Blumenfield told the Los Angeles Times, "the new law will provide a framework for stability after years of struggling with a Wild West, lawless proliferation of dispensaries across California that sometimes constitute a public nuisance or worse."
The law bridges that nebulous gap between the security needs of local jurisdictions and the state's authorization of marijuana dispensaries for medical purposes. A statement released by Assemblyman Blumenfield's office explains that before this law, local efforts to enforce zoning, permit, and other business regulations have been stymied by lawsuits from medical marijuana advocacy groups that claim state law preempts cities from monitoring and enforcing pot shops. Blumenfield states:
“Since there are virtually no legally binding state requirements on 'pot shops,' this new law is a first step towards much needed reform... It will help prevent medical marijuana abuses, preserve local control, and elevate our debate about medical marijuana.”

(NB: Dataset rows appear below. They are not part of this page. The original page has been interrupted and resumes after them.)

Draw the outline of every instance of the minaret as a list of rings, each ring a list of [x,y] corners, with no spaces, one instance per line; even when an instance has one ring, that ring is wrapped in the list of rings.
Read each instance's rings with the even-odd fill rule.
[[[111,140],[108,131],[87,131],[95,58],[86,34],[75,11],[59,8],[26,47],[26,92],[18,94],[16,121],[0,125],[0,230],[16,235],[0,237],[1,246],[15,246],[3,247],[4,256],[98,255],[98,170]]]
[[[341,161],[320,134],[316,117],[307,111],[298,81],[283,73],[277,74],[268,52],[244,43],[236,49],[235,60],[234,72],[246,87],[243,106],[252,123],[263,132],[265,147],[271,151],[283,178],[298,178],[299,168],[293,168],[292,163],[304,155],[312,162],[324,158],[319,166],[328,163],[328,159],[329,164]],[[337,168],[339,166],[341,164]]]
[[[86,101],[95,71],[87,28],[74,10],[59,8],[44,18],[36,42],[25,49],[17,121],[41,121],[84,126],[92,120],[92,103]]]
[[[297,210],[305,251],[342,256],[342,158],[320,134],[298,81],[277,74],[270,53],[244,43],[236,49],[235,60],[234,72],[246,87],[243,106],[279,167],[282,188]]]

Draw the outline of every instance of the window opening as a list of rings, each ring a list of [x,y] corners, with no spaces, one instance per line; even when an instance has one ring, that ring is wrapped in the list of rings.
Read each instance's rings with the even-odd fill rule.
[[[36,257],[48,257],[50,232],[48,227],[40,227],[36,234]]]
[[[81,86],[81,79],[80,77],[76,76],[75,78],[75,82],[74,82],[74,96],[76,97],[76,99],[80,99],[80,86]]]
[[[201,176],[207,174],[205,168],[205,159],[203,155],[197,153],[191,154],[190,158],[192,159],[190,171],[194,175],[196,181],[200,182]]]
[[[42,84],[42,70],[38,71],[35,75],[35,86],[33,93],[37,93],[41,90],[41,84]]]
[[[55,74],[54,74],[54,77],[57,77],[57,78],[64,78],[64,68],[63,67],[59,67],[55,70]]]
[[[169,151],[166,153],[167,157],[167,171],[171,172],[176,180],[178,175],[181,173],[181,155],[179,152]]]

Opponents of the law fear that AB 1300 is just one more step toward less rights for medical marijuana users. Advocacy group California NORML asserts that the bill "does nothing to assure that patients who can't grow their own [marijuana] will have safe or convenient access to medicine in their community." A commenter on The Grow Report forum notes that there is nothing in the law that prevents cities from banning dispensaries outright, as Anaheim, California has done.
Only one lawmaker voted against the bill in the California Assembly (Tom Ammiano of San Francisco, reports the LA Weekly) and it had no opposition in the Senate. The law takes effect starting January 1, 2012.